GCAP : L’alliance des îles et du soleil levant
Le Global Combat Air Programme, ou GCAP, est né d’une alliance inattendue entre le Royaume-Uni, le Japon et l’Italie. Trois nations, trois cultures, mais une ambition commune : bâtir un chasseur de 6e génération capable de dominer les cieux en 2035.
Son nom de code britannique : Tempest. Un nom évocateur, presque prophétique. Ce futur avion promet :
- Une furtivité avancée, pour échapper aux radars
- Une intelligence artificielle embarquée, pour assister le pilote en temps réel
- Des drones accompagnateurs, agissant comme des ailes numériques
- Une autonomie stratégique, sans ravitaillement
Les industriels impliqués sont parmi les plus puissants d’Europe et d’Asie : BAE Systems, Leonardo, Mitsubishi Heavy Industries, Rolls-Royce. Le premier vol d’un démonstrateur est prévu pour 2027, mais déjà, des voix s’élèvent : le programme serait « irréalisable » sans partenaires supplémentaires. L’Arabie saoudite, la Turquie ou le Qatar sont courtisés pour élargir le financement.
SCAF : Le rêve franco-germano-espagnol
Face au GCAP, l’Europe continentale ne reste pas les bras croisés. Le Système de Combat Aérien du Futur (SCAF), porté par la France, l’Allemagne et l’Espagne, vise lui aussi un avion de 6e génération, mais avec une entrée en service plus tardive : 2040.
Le SCAF ne se limite pas à un avion. Il s’agit d’un écosystème de combat, intégrant :
- Un cloud de guerre, pour connecter tous les éléments du champ de bataille
- Des drones autonomes, capables d’agir en essaim
- Une capacité nucléaire, notamment pour la dissuasion française
Mais le projet est fragile. Les tensions entre Dassault Aviation et Airbus sont récurrentes. La France veut garder la main sur le pilotage industriel, l’Allemagne réclame plus d’équilibre. L’arrivée possible de la Belgique redistribue les cartes, mais ne résout pas les frictions.
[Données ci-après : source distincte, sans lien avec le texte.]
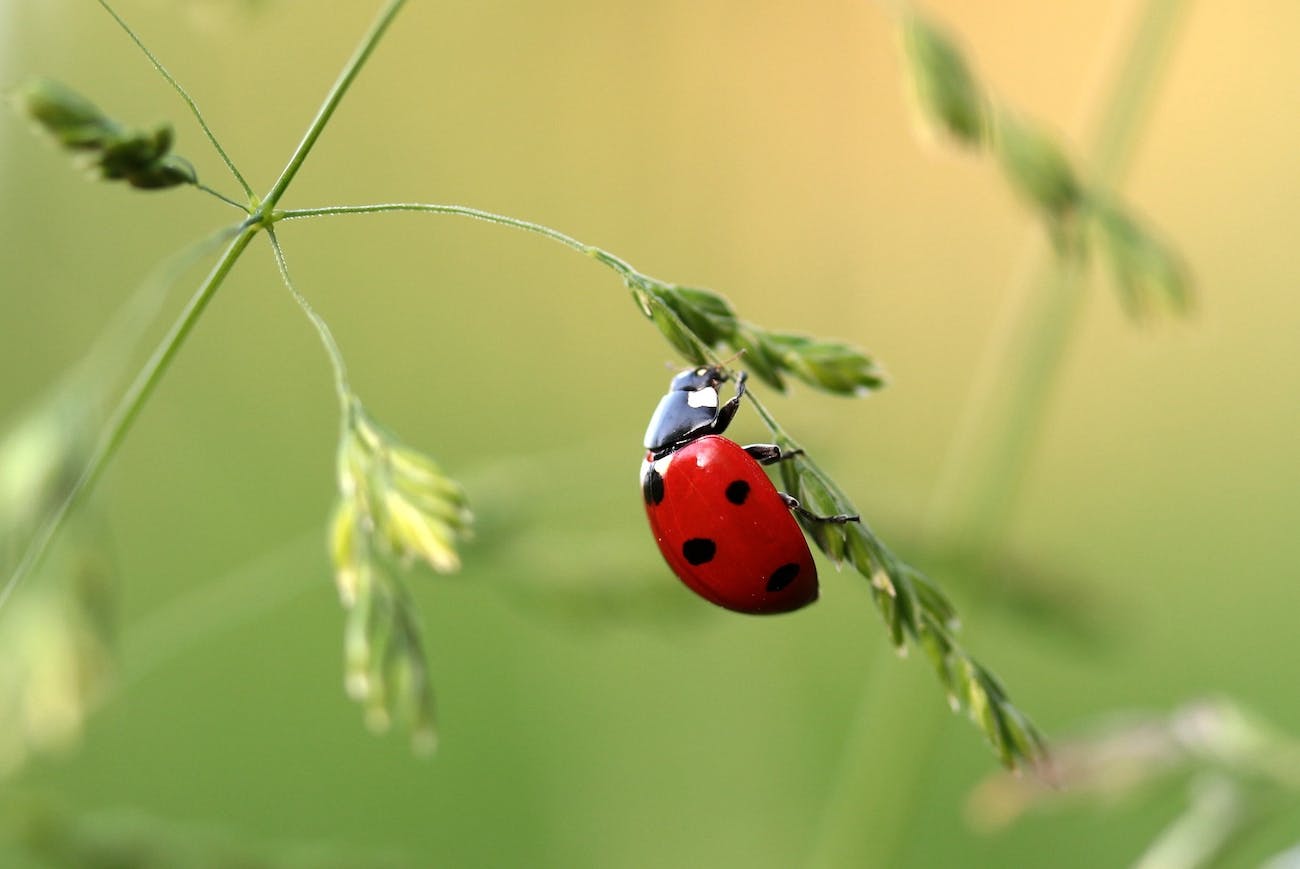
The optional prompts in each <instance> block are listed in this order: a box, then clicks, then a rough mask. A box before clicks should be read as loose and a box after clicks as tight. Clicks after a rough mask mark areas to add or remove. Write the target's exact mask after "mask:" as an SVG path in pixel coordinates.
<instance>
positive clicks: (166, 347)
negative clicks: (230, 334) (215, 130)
mask: <svg viewBox="0 0 1300 869" xmlns="http://www.w3.org/2000/svg"><path fill="white" fill-rule="evenodd" d="M256 232H257V224H253V222H251V221H246V222H244V224H243V225H240V228H239V232H238V235H235V238H234V241H231V242H230V245H229V246H227V247H226V251H225V254H222V256H221V259H220V260H218V261H217V264H216V265H214V267H213V269H212V272H209V273H208V277H207V280H205V281H204V282H203V284H201V285H200V286H199V289H198V290H196V291H195V293H194V295H192V297H190V302H188V303H187V304H186V306H185V310H183V311H182V312H181V316H179V317H178V319H177V321H175V323H174V324H173V325H172V329H170V330H169V332H168V333H166V336H165V337H164V338H162V341H161V342H160V343H159V346H157V347H156V349H155V350H153V354H152V355H151V356H149V359H148V362H146V363H144V367H143V368H142V369H140V371H139V373H138V375H136V376H135V380H134V381H131V385H130V386H129V388H127V390H126V393H125V394H123V395H122V398H121V401H118V403H117V407H116V408H114V410H113V414H112V415H110V416H109V420H108V424H107V425H105V427H104V432H103V434H101V436H100V438H99V441H98V442H96V444H95V449H94V450H92V451H91V454H90V458H88V459H87V462H86V467H85V468H83V470H82V472H81V475H79V476H78V477H77V480H75V481H74V483H73V484H72V487H70V488H69V490H68V494H66V496H65V497H64V500H62V501H61V502H60V503H59V506H57V507H56V509H55V511H53V513H52V514H49V516H48V518H47V519H45V522H43V523H42V526H40V528H39V529H38V531H36V533H35V536H34V537H32V540H31V542H30V544H29V545H27V549H26V552H25V553H23V557H22V559H21V561H19V562H18V566H17V567H16V568H14V571H13V572H12V574H10V575H9V579H8V580H5V584H4V587H3V588H0V608H4V605H5V602H6V601H8V600H9V597H10V596H12V595H13V592H14V589H17V588H18V585H21V584H22V582H23V579H26V578H27V575H29V574H31V571H32V570H34V568H35V567H36V565H39V563H40V561H42V558H44V554H45V552H47V550H48V549H49V544H51V541H52V540H53V537H55V533H56V532H57V531H59V527H60V526H61V524H62V522H64V518H66V515H68V514H69V511H72V510H73V509H74V507H75V506H77V505H78V503H81V502H82V500H83V498H85V497H86V494H87V493H88V492H90V489H91V488H92V487H94V485H95V483H96V481H98V480H99V477H100V475H103V472H104V468H105V467H107V466H108V462H109V459H112V458H113V455H114V454H116V453H117V449H118V448H120V446H121V445H122V440H125V437H126V433H127V432H129V431H130V428H131V424H133V423H134V421H135V419H136V418H138V416H139V414H140V410H143V407H144V403H146V402H147V401H148V398H149V395H152V394H153V389H155V388H156V386H157V384H159V381H161V380H162V375H164V373H165V372H166V369H168V367H169V366H170V363H172V359H173V358H174V356H175V354H177V351H178V350H179V349H181V345H183V343H185V340H186V337H187V336H188V334H190V332H191V330H192V329H194V325H195V323H198V321H199V316H200V315H201V314H203V311H204V308H207V307H208V302H211V301H212V297H213V295H214V294H216V291H217V287H218V286H221V282H222V281H224V280H225V277H226V274H227V273H229V272H230V268H231V267H233V265H234V263H235V260H237V259H238V258H239V254H242V252H243V248H244V247H247V246H248V242H251V241H252V237H253V235H255V234H256Z"/></svg>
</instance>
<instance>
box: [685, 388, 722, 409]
mask: <svg viewBox="0 0 1300 869" xmlns="http://www.w3.org/2000/svg"><path fill="white" fill-rule="evenodd" d="M686 403H688V405H690V406H692V407H718V390H716V389H714V388H712V386H705V388H703V389H695V390H693V392H689V393H686Z"/></svg>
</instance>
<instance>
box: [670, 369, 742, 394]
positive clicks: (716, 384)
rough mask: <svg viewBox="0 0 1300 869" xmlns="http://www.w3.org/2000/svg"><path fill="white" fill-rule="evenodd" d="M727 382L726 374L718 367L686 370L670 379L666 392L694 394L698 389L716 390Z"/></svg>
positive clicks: (722, 370)
mask: <svg viewBox="0 0 1300 869" xmlns="http://www.w3.org/2000/svg"><path fill="white" fill-rule="evenodd" d="M725 381H727V372H724V371H723V369H722V368H719V367H718V366H705V367H703V368H688V369H685V371H682V372H680V373H679V375H676V376H675V377H673V379H672V384H671V385H669V386H668V392H671V393H675V392H688V393H689V392H695V390H698V389H718V385H719V384H723V382H725Z"/></svg>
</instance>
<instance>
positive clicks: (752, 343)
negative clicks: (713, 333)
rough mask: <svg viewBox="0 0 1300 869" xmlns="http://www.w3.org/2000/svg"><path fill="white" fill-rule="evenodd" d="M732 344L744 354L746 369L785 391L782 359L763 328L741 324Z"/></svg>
mask: <svg viewBox="0 0 1300 869" xmlns="http://www.w3.org/2000/svg"><path fill="white" fill-rule="evenodd" d="M732 346H733V347H735V349H736V351H737V353H742V354H744V366H745V369H746V371H749V372H750V373H751V375H754V376H755V377H758V379H759V380H762V381H763V382H764V384H767V385H768V386H771V388H772V389H775V390H777V392H785V381H784V380H783V379H781V359H780V356H779V355H776V354H775V353H774V351H772V350H771V347H770V346H768V342H767V340H766V334H764V333H763V330H762V329H758V328H755V327H751V325H749V324H741V325H740V328H737V329H736V334H735V336H732Z"/></svg>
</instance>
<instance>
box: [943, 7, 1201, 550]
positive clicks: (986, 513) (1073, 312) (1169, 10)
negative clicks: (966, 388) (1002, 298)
mask: <svg viewBox="0 0 1300 869" xmlns="http://www.w3.org/2000/svg"><path fill="white" fill-rule="evenodd" d="M1188 5H1190V4H1188V3H1187V0H1148V1H1147V3H1145V7H1144V8H1143V9H1141V10H1140V13H1139V16H1138V20H1136V26H1135V29H1134V33H1132V36H1131V38H1130V44H1128V51H1127V53H1126V56H1125V59H1123V60H1122V62H1121V66H1119V69H1118V72H1117V73H1115V75H1114V83H1113V86H1112V94H1113V96H1112V99H1110V100H1109V101H1108V103H1106V104H1105V109H1104V111H1102V112H1101V114H1100V117H1099V118H1097V121H1096V125H1095V133H1093V134H1092V135H1091V142H1089V146H1088V147H1087V148H1086V152H1087V154H1088V156H1089V160H1088V165H1089V169H1091V176H1092V178H1093V180H1095V182H1096V185H1097V186H1099V187H1102V189H1108V187H1109V189H1113V187H1118V186H1119V185H1121V183H1122V182H1123V177H1125V174H1126V172H1127V169H1128V165H1130V163H1131V156H1132V148H1134V146H1135V144H1136V140H1138V126H1139V124H1140V121H1141V120H1143V118H1144V117H1145V114H1147V111H1148V108H1149V105H1151V100H1152V98H1153V94H1154V90H1156V85H1157V82H1158V78H1160V73H1161V70H1162V69H1164V68H1165V61H1166V60H1167V56H1169V52H1170V49H1171V46H1173V42H1174V38H1175V35H1177V30H1178V23H1179V21H1180V20H1182V17H1183V14H1186V10H1187V7H1188ZM1084 277H1086V274H1084V263H1082V261H1079V260H1078V259H1076V258H1075V259H1053V258H1050V256H1049V255H1048V252H1047V247H1045V246H1044V245H1043V243H1041V242H1035V245H1034V246H1032V247H1031V252H1030V258H1028V259H1027V261H1026V265H1024V267H1023V268H1022V271H1021V272H1019V276H1018V280H1017V281H1015V286H1014V287H1013V291H1011V293H1010V294H1009V295H1008V306H1009V307H1008V308H1006V311H1005V316H1004V317H1002V320H1001V327H1000V329H998V332H997V333H996V334H995V340H993V341H992V342H991V343H989V347H988V351H987V353H985V355H984V359H983V362H982V364H980V366H979V369H978V375H976V379H975V382H974V385H972V389H971V393H970V398H969V401H967V403H966V410H965V414H963V418H962V420H961V421H959V424H958V428H957V434H956V437H954V441H953V444H952V445H950V448H949V455H948V459H946V461H945V474H944V475H943V477H941V479H940V483H939V488H937V489H936V493H935V498H933V509H932V519H931V527H932V532H933V533H935V535H936V536H937V537H939V539H940V540H945V541H948V544H949V545H952V546H953V548H954V549H956V550H957V552H959V553H962V554H963V555H966V557H969V558H972V559H975V561H976V562H979V561H982V559H987V558H988V557H989V552H991V548H993V546H995V545H996V544H997V541H998V539H1000V537H1001V535H1002V532H1004V529H1005V526H1006V523H1008V520H1009V518H1010V514H1011V510H1013V507H1014V506H1015V501H1017V497H1018V494H1019V490H1021V483H1022V481H1023V479H1024V474H1026V471H1027V468H1028V464H1030V461H1031V459H1032V457H1034V454H1035V448H1036V445H1037V442H1039V440H1040V437H1041V429H1043V424H1044V423H1045V420H1047V416H1048V408H1049V405H1050V397H1052V393H1053V388H1054V385H1056V384H1057V381H1058V380H1060V373H1061V367H1062V363H1063V360H1065V356H1066V349H1067V346H1069V343H1070V340H1071V337H1073V334H1074V330H1075V327H1076V324H1078V323H1079V320H1080V315H1082V310H1083V303H1084V289H1086V287H1084Z"/></svg>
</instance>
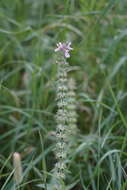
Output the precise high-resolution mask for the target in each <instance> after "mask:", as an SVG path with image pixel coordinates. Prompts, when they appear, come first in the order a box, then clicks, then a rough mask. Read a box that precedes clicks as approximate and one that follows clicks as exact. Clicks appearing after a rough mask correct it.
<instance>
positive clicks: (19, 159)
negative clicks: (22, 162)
mask: <svg viewBox="0 0 127 190" xmlns="http://www.w3.org/2000/svg"><path fill="white" fill-rule="evenodd" d="M13 167H14V181H15V183H16V184H17V185H18V184H20V183H21V182H22V179H23V173H22V164H21V156H20V154H19V153H18V152H15V153H14V154H13Z"/></svg>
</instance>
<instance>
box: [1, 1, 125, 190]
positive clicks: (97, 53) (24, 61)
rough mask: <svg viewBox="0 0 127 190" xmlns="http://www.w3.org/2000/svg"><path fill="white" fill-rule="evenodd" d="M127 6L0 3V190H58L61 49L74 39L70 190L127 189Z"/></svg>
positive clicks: (88, 1) (69, 1) (72, 40)
mask: <svg viewBox="0 0 127 190" xmlns="http://www.w3.org/2000/svg"><path fill="white" fill-rule="evenodd" d="M126 12H127V1H126V0H120V1H114V0H109V1H107V0H98V1H96V0H90V1H85V0H78V1H76V0H54V1H52V0H37V1H35V0H22V1H18V0H13V1H11V0H1V1H0V20H1V22H0V188H1V189H2V190H12V189H14V181H13V172H14V168H13V163H12V155H13V153H14V152H19V153H20V154H21V157H22V166H23V182H22V183H21V185H20V188H21V189H22V190H37V189H48V190H52V187H53V183H54V181H53V180H52V169H53V167H54V164H55V156H54V154H53V149H54V142H55V139H54V138H55V137H54V134H53V131H54V130H55V119H54V116H55V113H56V103H55V91H56V86H55V78H56V66H55V64H53V63H55V60H56V57H55V53H54V47H55V44H56V43H57V42H59V41H72V43H73V48H74V51H73V52H72V56H71V58H70V59H71V60H69V62H70V63H72V69H70V71H69V76H70V77H74V78H75V80H76V84H77V90H76V91H77V112H78V123H77V126H78V129H79V131H80V132H79V136H78V137H77V139H76V141H77V142H76V144H77V145H76V146H77V147H74V149H73V148H72V150H71V151H70V155H69V156H68V162H69V165H68V167H69V168H68V169H69V171H70V173H69V174H68V176H67V180H66V187H65V188H66V189H70V190H75V189H77V190H89V189H90V190H102V189H103V190H126V189H127V162H126V161H127V153H126V150H127V117H126V115H127V110H126V103H127V101H126V99H127V74H126V73H127V72H126V70H127V64H126V63H127V45H126V44H127V24H126V18H127V16H126Z"/></svg>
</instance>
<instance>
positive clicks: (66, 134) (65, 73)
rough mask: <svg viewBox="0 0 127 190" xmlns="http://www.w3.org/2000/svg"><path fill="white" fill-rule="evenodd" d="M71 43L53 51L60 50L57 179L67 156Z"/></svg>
mask: <svg viewBox="0 0 127 190" xmlns="http://www.w3.org/2000/svg"><path fill="white" fill-rule="evenodd" d="M70 45H71V43H61V42H59V43H58V44H57V48H56V49H55V51H56V52H57V51H60V52H62V53H63V54H61V57H60V60H59V61H57V92H56V93H57V97H56V99H57V107H58V110H57V114H56V123H57V126H56V140H57V143H56V149H55V154H56V158H57V163H56V165H55V171H56V176H57V178H58V179H59V180H61V179H64V178H65V171H66V158H67V141H68V139H67V138H68V135H67V130H68V108H67V106H68V79H67V70H68V66H69V64H68V63H67V62H66V59H65V58H68V57H70V54H69V51H70V50H72V48H71V47H70Z"/></svg>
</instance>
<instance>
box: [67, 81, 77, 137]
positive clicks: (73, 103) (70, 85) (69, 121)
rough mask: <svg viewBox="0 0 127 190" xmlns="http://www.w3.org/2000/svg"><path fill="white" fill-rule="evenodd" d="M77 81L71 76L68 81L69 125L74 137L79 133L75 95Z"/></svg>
mask: <svg viewBox="0 0 127 190" xmlns="http://www.w3.org/2000/svg"><path fill="white" fill-rule="evenodd" d="M75 89H76V86H75V81H74V79H73V78H70V79H69V81H68V105H67V111H68V126H69V131H70V136H71V137H72V138H74V137H75V135H76V134H77V130H78V129H77V113H76V95H75Z"/></svg>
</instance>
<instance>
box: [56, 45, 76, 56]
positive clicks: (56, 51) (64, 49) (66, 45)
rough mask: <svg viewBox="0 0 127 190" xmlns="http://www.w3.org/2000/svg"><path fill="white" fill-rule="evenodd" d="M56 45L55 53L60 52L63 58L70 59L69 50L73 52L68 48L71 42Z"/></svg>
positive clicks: (70, 45) (71, 49)
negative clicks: (62, 55)
mask: <svg viewBox="0 0 127 190" xmlns="http://www.w3.org/2000/svg"><path fill="white" fill-rule="evenodd" d="M56 45H57V48H56V49H55V52H57V51H61V52H63V53H64V56H65V58H68V57H70V54H69V52H70V51H71V50H73V48H71V47H70V46H71V42H67V43H61V42H59V43H58V44H56Z"/></svg>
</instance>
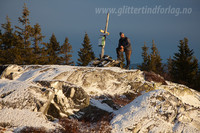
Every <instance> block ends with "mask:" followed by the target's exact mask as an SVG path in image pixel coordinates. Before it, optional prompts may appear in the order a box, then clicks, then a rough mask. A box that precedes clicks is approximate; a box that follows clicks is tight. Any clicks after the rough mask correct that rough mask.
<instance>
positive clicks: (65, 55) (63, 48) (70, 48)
mask: <svg viewBox="0 0 200 133" xmlns="http://www.w3.org/2000/svg"><path fill="white" fill-rule="evenodd" d="M72 52H73V51H72V45H71V44H70V43H69V40H68V38H67V37H66V38H65V42H64V43H63V45H62V47H61V54H63V64H65V65H72V64H74V62H73V61H72V59H71V58H72V54H71V53H72Z"/></svg>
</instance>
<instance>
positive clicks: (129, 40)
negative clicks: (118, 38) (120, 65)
mask: <svg viewBox="0 0 200 133" xmlns="http://www.w3.org/2000/svg"><path fill="white" fill-rule="evenodd" d="M119 35H120V39H119V44H118V47H117V48H116V51H117V60H119V61H121V52H125V55H126V62H127V63H126V67H125V68H126V69H129V67H130V58H131V52H132V47H131V43H130V40H129V38H128V37H126V36H125V35H124V33H123V32H120V33H119Z"/></svg>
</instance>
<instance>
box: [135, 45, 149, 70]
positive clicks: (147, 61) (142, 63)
mask: <svg viewBox="0 0 200 133" xmlns="http://www.w3.org/2000/svg"><path fill="white" fill-rule="evenodd" d="M148 49H149V48H148V47H147V46H146V42H144V46H143V47H142V51H143V52H142V58H143V62H142V65H139V66H138V67H139V69H141V70H142V71H149V63H150V56H149V54H148Z"/></svg>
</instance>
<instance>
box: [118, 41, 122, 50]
mask: <svg viewBox="0 0 200 133" xmlns="http://www.w3.org/2000/svg"><path fill="white" fill-rule="evenodd" d="M120 47H121V43H120V39H119V42H118V48H120Z"/></svg>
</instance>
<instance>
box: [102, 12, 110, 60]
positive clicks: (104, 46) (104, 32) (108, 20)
mask: <svg viewBox="0 0 200 133" xmlns="http://www.w3.org/2000/svg"><path fill="white" fill-rule="evenodd" d="M108 21H109V13H107V19H106V26H105V30H104V34H105V35H104V37H105V45H106V33H107V29H108ZM105 45H104V46H102V48H101V59H102V58H103V56H104V48H105Z"/></svg>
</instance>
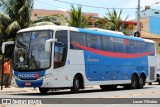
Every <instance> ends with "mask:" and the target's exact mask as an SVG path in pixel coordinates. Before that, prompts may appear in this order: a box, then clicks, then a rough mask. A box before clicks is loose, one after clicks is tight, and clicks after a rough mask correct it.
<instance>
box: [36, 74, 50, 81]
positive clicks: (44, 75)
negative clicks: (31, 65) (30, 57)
mask: <svg viewBox="0 0 160 107" xmlns="http://www.w3.org/2000/svg"><path fill="white" fill-rule="evenodd" d="M50 76H52V73H49V74H46V75H44V76H41V77H40V78H38V79H37V80H43V79H46V78H48V77H50Z"/></svg>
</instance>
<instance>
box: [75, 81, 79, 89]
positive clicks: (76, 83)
mask: <svg viewBox="0 0 160 107" xmlns="http://www.w3.org/2000/svg"><path fill="white" fill-rule="evenodd" d="M75 85H76V88H77V89H78V90H79V80H78V79H77V80H76V84H75Z"/></svg>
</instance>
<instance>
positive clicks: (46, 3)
mask: <svg viewBox="0 0 160 107" xmlns="http://www.w3.org/2000/svg"><path fill="white" fill-rule="evenodd" d="M35 1H37V2H39V3H43V4H46V5H49V6H55V7H58V8H61V7H59V6H56V5H52V4H49V3H46V2H42V1H38V0H35Z"/></svg>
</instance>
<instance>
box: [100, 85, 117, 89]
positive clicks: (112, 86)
mask: <svg viewBox="0 0 160 107" xmlns="http://www.w3.org/2000/svg"><path fill="white" fill-rule="evenodd" d="M100 88H101V89H102V90H116V88H117V85H100Z"/></svg>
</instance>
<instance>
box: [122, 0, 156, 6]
mask: <svg viewBox="0 0 160 107" xmlns="http://www.w3.org/2000/svg"><path fill="white" fill-rule="evenodd" d="M156 2H159V0H140V6H141V7H142V8H144V7H145V6H146V5H149V6H150V5H153V4H155V3H156ZM137 6H138V0H128V1H127V2H124V5H123V6H122V7H126V8H137Z"/></svg>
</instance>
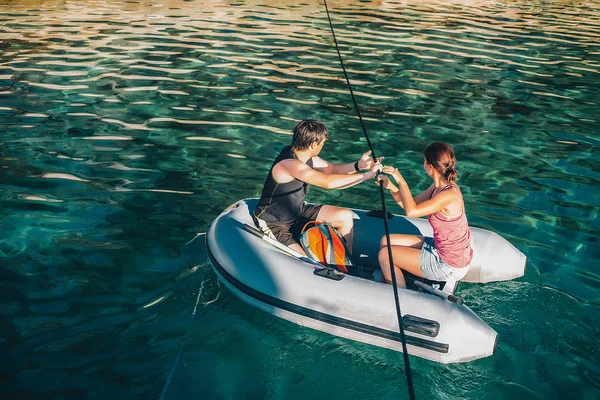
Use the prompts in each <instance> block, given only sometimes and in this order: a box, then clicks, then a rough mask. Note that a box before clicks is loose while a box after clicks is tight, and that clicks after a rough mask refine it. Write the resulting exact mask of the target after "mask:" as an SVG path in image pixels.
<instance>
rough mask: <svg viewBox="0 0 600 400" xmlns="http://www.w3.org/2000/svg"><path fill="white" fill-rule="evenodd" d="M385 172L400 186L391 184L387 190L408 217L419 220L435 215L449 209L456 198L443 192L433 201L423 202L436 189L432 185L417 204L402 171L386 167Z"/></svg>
mask: <svg viewBox="0 0 600 400" xmlns="http://www.w3.org/2000/svg"><path fill="white" fill-rule="evenodd" d="M383 172H385V173H386V174H390V175H391V176H392V177H393V178H394V180H395V181H396V183H397V184H398V187H396V186H395V185H393V184H392V183H391V182H390V183H389V185H387V186H388V187H387V188H389V189H390V192H391V193H392V197H393V198H394V200H396V202H397V203H398V205H399V206H400V207H402V208H404V211H405V212H406V216H408V217H414V218H418V217H423V216H425V215H430V214H434V213H436V212H438V211H441V210H442V209H443V208H445V207H447V206H448V205H449V204H450V202H451V201H452V200H453V198H454V196H453V194H452V193H450V192H442V193H440V194H438V195H437V196H435V197H434V198H432V199H429V200H423V198H425V197H426V196H427V195H429V194H431V191H433V190H434V189H435V185H432V186H430V187H429V189H427V190H426V191H425V192H423V193H421V194H420V195H419V196H417V199H418V200H419V202H417V201H416V200H415V198H413V196H412V194H411V193H410V188H409V187H408V184H407V183H406V181H405V180H404V177H403V176H402V174H401V173H400V171H398V170H397V169H396V168H394V167H390V166H386V167H383ZM384 187H385V186H384Z"/></svg>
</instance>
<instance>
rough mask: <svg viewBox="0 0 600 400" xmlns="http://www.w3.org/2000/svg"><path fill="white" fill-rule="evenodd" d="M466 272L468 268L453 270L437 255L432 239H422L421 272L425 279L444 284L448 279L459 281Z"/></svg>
mask: <svg viewBox="0 0 600 400" xmlns="http://www.w3.org/2000/svg"><path fill="white" fill-rule="evenodd" d="M468 271H469V267H468V266H467V267H465V268H454V267H451V266H450V265H448V264H446V263H445V262H444V260H442V259H441V258H440V256H439V255H438V253H437V250H436V248H435V247H434V245H433V238H432V237H425V238H424V240H423V247H422V248H421V272H423V275H424V276H425V278H427V279H430V280H432V281H444V282H445V281H447V280H448V278H450V277H452V278H454V279H456V280H460V279H462V278H464V276H465V275H466V274H467V272H468Z"/></svg>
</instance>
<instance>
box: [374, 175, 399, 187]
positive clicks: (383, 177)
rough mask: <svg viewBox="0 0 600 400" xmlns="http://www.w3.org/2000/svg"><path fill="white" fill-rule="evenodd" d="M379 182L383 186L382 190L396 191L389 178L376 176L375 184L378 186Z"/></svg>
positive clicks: (393, 185) (384, 175)
mask: <svg viewBox="0 0 600 400" xmlns="http://www.w3.org/2000/svg"><path fill="white" fill-rule="evenodd" d="M379 182H381V183H382V184H383V188H384V189H388V190H395V189H397V188H396V186H394V184H393V183H392V182H390V178H388V177H387V176H385V175H378V176H377V184H378V185H379V184H380V183H379Z"/></svg>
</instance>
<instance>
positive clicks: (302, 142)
mask: <svg viewBox="0 0 600 400" xmlns="http://www.w3.org/2000/svg"><path fill="white" fill-rule="evenodd" d="M328 134H329V132H328V131H327V127H326V126H325V124H324V123H322V122H321V121H317V120H316V119H305V120H304V121H300V123H298V125H296V127H295V128H294V137H293V138H292V145H291V146H292V149H294V150H298V151H303V150H307V149H308V148H309V147H310V145H311V144H313V143H321V142H322V141H323V140H325V139H326V138H327V135H328Z"/></svg>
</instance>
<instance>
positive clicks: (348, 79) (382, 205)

Deux visions, une même ambition
D’un côté, le pragmatisme anglo-japonais, rapide, modulaire, tourné vers l’export. De l’autre, la vision européenne, plus intégrée, plus politique, mais ralentie par ses propres complexités.
| Projet | Pays partenaires | Entrée en service | Objectifs clés |
| GCAP | Royaume-Uni, Japon, Italie | 2035 | Furtivité, IA, drones, autonomie |
| SCAF | France, Allemagne, Espagne (+Belgique) | 2040 | Cloud de combat, drones, dissuasion nucléaire |
Vers une convergence ou une rivalité durable ?
Certains rêvent d’une fusion entre GCAP et SCAF, pour éviter une fragmentation technologique en Europe. Mais pour l’instant, chacun trace sa route, avec ses partenaires, ses ambitions, et ses propres tempêtes à affronter.